Modeling of transoceanic fiber-optic WDM communication systems

• Published in: IEEE journal of selected topics in quantum electronics Vol. 6; no. 2; pp. 337 - 347
• Main Authors: Golovchenko, E.A., Pilipetskii, A.N., Bergano, N.S., Davidson, C.R., Khatri, F.I., Kimball, R.M., Mazurczyk, V.J.
• Format: Journal Article
• Language: English
• Published: New York IEEE 01.03.2000; The Institute of Electrical and Electronics Engineers, Inc. (IEEE)

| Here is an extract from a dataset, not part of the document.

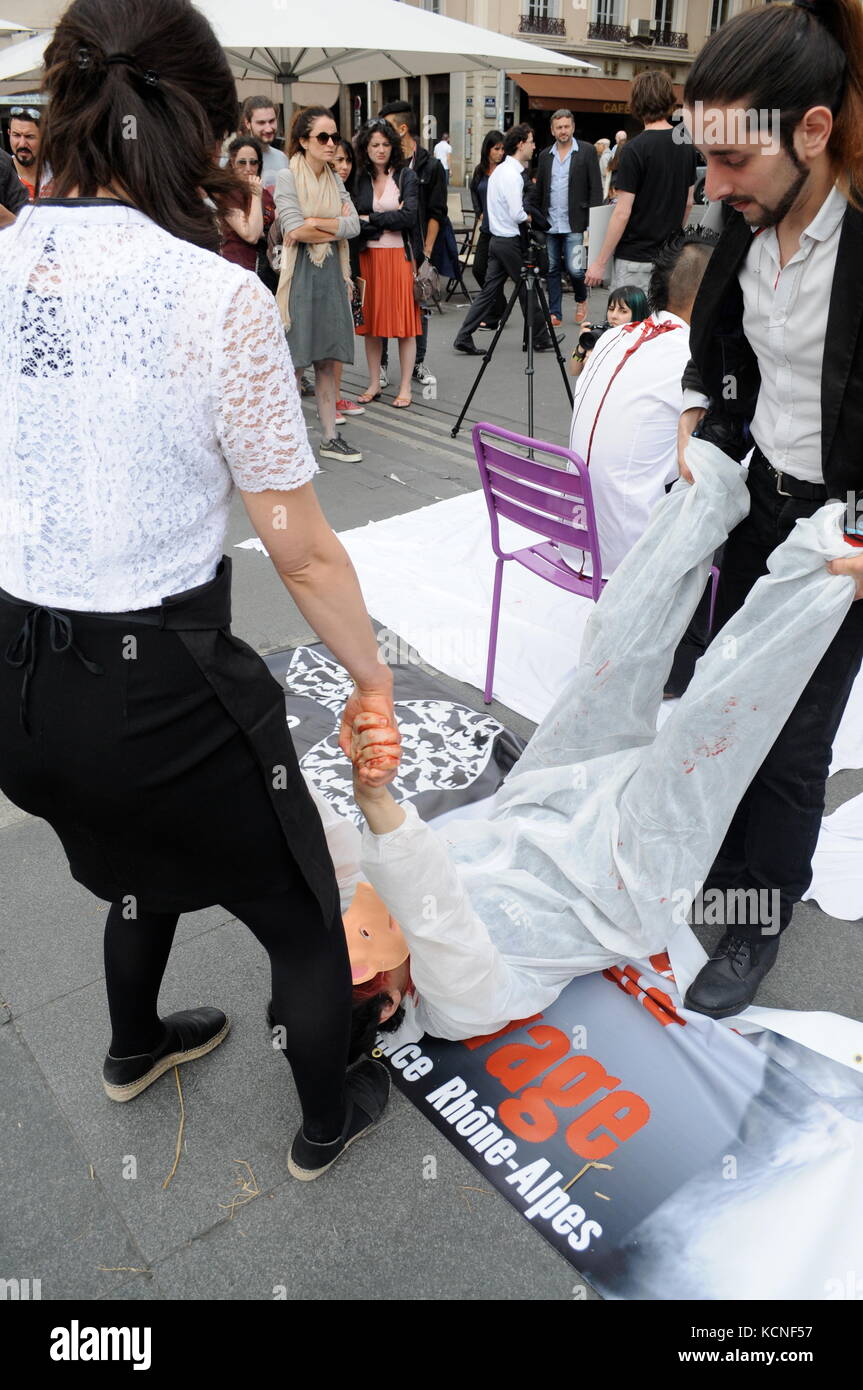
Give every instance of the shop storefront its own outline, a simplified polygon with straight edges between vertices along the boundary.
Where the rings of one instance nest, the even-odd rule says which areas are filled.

• Subjects: Algorithms; Chromatic dispersion; Communication systems; Computational modeling; Computer programs; Computer simulation; Fiber nonlinear optics; Fiber optics; Markets; Optical distortion; Optical fiber communication; Optical fiber polarization; Optical fibers; Optical noise; Stimulated emission; System performance; Wavelength division multiplexing
• ISSN: 1077-260X; 1558-4542
• DOI: 10.1109/2944.847769

The rapid growth of long-haul wavelength-division multiplexing (WDM) fiber-optic telecommunications challenges lightwave system designers to increase the transmission capacity per fiber pair, while reducing the time to market. This makes it essential to have fast and accurate computer modeling tools to aid the systems design. There is a natural engineering tradeoff between simulation speed and accuracy; fast approximations tend to be inaccurate, while the exact treatment of the physical processes affecting transmission are nearly impossible to capture in a time-efficient algorithm. The proof of a successful tool development lies in the comparison of simulation results to transmission system measurements. In this paper, we discuss a new simulation technique based on careful evaluation of the key physical effects that produce system impairments. We show that this new approach can produce fast and accurate simulations of long-haul WDM transmission systems.